2010年12月12日日曜日

ケースで鍛える人間力リーダーシップ (8/100)




8冊目は、
ケースで鍛える人間力リーダーシップ
保田健治 著 / ダイヤモンド社
です。

組織活動では、各所で多種多様な決定が行われ、その中には、失敗も多く含まれています。組織には、失敗に強い組織と弱い組織があると思います。失敗に弱い組織は、失敗でエネルギーがどんどん減り、学習性無気力のように、停滞していきます。失敗に強い組織は、失敗でも現状維持し、成功の際に加速していきます。

失敗しない組織などありませんから、リーダーシップの無い組織は、失敗に弱く、だんだんと弱っていってしまいます。

学生が在学中、卒業、就職、一人前になる中で、リーダーシップを学ぶ機会というのは少ないと思います。つまり、組織の大半はリーダーシップがなく、失敗に弱い組織ではないかと思われます。社会人は業務に関する研修を受けるだけでなく、リーダーシップの勉強もすべきだと思います。

本書には、リーダーシップの失敗の事例(ケース)がたくさん記載されており、日常の組織の中で、なんとなく「よくないな」と感じてることの輪郭が明らかになります。そのため、身近な組織におけるリーダーシップの課題が明確になるはずです。課題の解決策は深くは記されてはいませんが、自身の中で課題が明確になっていれば、調べて考えることもできるのではないでしょうか。

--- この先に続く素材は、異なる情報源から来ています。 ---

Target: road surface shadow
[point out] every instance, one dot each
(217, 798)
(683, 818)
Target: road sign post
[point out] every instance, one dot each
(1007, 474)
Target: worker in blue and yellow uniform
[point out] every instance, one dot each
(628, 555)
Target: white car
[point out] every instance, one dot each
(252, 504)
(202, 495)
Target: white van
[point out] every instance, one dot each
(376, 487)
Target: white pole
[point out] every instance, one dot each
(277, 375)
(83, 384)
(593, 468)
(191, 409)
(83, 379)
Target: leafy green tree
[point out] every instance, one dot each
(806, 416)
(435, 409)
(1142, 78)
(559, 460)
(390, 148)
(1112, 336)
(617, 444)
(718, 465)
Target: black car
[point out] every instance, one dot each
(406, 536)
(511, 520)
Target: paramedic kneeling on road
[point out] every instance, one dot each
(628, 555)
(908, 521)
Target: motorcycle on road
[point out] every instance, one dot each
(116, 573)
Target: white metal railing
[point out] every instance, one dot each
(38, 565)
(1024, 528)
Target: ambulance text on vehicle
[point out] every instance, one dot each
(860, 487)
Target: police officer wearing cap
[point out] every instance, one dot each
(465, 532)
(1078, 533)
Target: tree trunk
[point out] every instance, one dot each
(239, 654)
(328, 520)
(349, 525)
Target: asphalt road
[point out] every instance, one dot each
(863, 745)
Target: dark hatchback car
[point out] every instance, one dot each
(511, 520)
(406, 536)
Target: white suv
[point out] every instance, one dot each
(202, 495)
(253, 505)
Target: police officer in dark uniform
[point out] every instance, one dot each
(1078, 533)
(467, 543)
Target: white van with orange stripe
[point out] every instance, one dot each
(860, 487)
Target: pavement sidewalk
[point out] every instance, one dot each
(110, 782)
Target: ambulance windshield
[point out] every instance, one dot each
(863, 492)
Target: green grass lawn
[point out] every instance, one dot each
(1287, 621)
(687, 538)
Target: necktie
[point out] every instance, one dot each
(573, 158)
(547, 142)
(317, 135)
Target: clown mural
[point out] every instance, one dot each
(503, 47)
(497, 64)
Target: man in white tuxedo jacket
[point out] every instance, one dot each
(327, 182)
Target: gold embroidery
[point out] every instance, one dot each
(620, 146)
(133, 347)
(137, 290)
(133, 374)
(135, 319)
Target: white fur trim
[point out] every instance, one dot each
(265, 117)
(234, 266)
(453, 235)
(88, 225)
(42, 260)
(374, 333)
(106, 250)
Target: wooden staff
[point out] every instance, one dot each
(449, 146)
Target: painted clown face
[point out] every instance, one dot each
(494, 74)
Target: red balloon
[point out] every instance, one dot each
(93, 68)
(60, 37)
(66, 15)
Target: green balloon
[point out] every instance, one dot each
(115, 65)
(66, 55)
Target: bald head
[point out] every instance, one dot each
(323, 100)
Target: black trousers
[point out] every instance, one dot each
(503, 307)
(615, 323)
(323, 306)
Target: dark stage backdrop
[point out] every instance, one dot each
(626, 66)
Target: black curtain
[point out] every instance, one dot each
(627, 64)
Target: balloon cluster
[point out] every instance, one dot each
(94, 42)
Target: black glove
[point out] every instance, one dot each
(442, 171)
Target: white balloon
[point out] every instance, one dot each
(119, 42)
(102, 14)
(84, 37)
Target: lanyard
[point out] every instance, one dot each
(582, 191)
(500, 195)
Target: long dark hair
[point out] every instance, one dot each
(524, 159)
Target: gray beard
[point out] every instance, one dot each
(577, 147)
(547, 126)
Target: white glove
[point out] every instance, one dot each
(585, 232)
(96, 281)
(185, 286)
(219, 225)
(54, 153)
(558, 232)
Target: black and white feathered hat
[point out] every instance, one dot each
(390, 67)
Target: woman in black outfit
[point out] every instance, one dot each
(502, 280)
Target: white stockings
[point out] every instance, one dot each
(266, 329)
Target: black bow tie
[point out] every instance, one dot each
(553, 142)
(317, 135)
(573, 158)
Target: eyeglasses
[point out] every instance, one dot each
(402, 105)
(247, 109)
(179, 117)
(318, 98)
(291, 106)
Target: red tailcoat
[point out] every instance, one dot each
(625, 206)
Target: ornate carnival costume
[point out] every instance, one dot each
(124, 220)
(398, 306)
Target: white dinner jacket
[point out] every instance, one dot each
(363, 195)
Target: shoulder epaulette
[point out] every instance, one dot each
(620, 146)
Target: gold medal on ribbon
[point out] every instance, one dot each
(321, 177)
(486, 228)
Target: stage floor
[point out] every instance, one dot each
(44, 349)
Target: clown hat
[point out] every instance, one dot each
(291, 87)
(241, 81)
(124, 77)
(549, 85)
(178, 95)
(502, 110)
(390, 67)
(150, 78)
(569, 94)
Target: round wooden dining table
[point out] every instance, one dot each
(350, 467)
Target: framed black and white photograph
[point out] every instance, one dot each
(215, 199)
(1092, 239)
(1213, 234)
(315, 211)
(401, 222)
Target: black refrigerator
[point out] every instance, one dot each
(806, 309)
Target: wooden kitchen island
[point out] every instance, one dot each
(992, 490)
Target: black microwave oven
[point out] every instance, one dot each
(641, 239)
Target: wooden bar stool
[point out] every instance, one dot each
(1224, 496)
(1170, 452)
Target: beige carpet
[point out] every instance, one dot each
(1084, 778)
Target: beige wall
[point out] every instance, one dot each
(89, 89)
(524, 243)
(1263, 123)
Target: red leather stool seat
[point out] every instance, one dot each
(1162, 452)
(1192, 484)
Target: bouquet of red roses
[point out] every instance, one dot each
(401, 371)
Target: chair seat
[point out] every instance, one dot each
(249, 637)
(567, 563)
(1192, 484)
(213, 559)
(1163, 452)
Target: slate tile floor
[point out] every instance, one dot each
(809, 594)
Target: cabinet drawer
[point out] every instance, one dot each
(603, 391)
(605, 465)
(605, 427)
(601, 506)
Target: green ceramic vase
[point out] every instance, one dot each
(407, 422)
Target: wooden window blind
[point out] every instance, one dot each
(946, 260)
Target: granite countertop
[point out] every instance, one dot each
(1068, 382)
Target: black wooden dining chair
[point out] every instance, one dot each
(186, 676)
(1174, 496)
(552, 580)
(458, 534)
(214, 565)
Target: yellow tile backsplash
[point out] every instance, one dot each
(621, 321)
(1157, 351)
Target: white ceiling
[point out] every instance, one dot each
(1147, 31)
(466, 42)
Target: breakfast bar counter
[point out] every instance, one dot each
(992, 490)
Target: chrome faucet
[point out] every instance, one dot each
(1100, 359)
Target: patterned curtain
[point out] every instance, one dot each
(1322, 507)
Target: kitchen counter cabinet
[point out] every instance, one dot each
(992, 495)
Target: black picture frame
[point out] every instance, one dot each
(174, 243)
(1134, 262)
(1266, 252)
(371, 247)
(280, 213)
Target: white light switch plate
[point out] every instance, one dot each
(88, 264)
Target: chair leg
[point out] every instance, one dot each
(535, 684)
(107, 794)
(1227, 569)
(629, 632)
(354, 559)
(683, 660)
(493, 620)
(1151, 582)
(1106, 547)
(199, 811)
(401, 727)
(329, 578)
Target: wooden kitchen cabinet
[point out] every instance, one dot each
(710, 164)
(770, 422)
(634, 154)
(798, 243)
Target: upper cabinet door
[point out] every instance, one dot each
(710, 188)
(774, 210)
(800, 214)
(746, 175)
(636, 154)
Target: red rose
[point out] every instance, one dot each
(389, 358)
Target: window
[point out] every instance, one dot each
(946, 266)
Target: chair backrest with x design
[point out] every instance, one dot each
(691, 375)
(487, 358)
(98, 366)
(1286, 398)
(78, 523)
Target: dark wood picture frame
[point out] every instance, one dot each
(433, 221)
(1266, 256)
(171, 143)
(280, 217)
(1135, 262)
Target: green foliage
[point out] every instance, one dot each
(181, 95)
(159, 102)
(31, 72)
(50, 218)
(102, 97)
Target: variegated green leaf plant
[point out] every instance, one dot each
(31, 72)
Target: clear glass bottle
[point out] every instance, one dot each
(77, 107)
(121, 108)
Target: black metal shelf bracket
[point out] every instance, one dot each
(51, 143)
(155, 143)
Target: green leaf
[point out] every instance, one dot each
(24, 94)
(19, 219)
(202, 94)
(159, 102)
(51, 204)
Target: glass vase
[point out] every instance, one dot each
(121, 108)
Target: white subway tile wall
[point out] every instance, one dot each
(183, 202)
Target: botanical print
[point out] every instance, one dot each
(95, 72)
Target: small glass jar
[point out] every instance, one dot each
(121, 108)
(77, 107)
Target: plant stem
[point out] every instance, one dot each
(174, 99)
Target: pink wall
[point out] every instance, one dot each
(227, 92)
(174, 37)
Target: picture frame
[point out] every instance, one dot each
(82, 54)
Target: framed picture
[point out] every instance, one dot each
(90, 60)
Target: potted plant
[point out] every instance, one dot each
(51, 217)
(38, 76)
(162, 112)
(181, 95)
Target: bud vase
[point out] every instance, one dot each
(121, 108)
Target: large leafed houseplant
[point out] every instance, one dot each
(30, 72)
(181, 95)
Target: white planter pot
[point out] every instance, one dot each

そういう点では、本書は、リーダーシップ改善のための行動の糸口をつかめる本だと思います。

感想として、本書のいろいろな事例を読む中で、リーダーシップとは、「物事を動かしたり、変えたりする力」ではないかと考えるようになりました。リーダーシップがなければ惰性や外部環境にまかせて流れたり停滞したりするものを、リーダーシップによりあるべき姿や場所へ導くというイメージです。そのため、リーダーシップは、個人にも、組織にも必要だと思います。

人間が複数になると、タイプも異なるため、集団組織に対し、リーダーシップを発揮するのは、非常に難易度の高いものとなります。万能のテクニックはないと思いますので、リーダーシップの知識の習得と経験を積むことが必要です。

組織のメンバーが相乗効果を発揮している時、組織のメンバーは活性化していると思います。そのためにも、組織が相乗効果を発揮できるようリーダーは正しいリーダーシップを身につけるべきです。

本書を読むことで、自分があってはならないリーダーとしての行動をとっていないか、適宜振り返ることが必要だと思います。組織がうまくいっていないと感じる時には、だいたい、リーダーシップに課題があるのではないでしょうか。

最後に、印象に残った内容を紹介します。
・多くのチームにはさまざまな問題が内在し、効果的な相乗効果を発揮するに至っていない。その最大の要因がリーダーシップの欠如なのである
・最強チームとは、一人一人が高い自律性とコミットメントをもち、オープンな議論と協働行動により相乗効果を発揮するチーム
・リーダーはできるだけ「場」づくりに徹するのが理想
・(アンケート)チームがうまく機能していた要因
 目標の明確化と共有(61%)
 役割分担・責任・権限の明確化(30%)
 チームリーダーのリーダーシップ(26%)
 コミュニケーション(26%)
・(アンケート)チームがうまく機能しなかった要因
 他部署との連携の悪さ(情報共有不足)(33%)
 他部署との連携の悪さ(立場の対立)(13%)
 チーム内の情報共有不足(24%)

1 件のコメント:

  1. 失敗に弱い組織ほど、失敗を隠そうとするのではないでしょうか。逆に言えば、失敗を隠そうとしだしたら、組織は弱っているのではないでしょうか。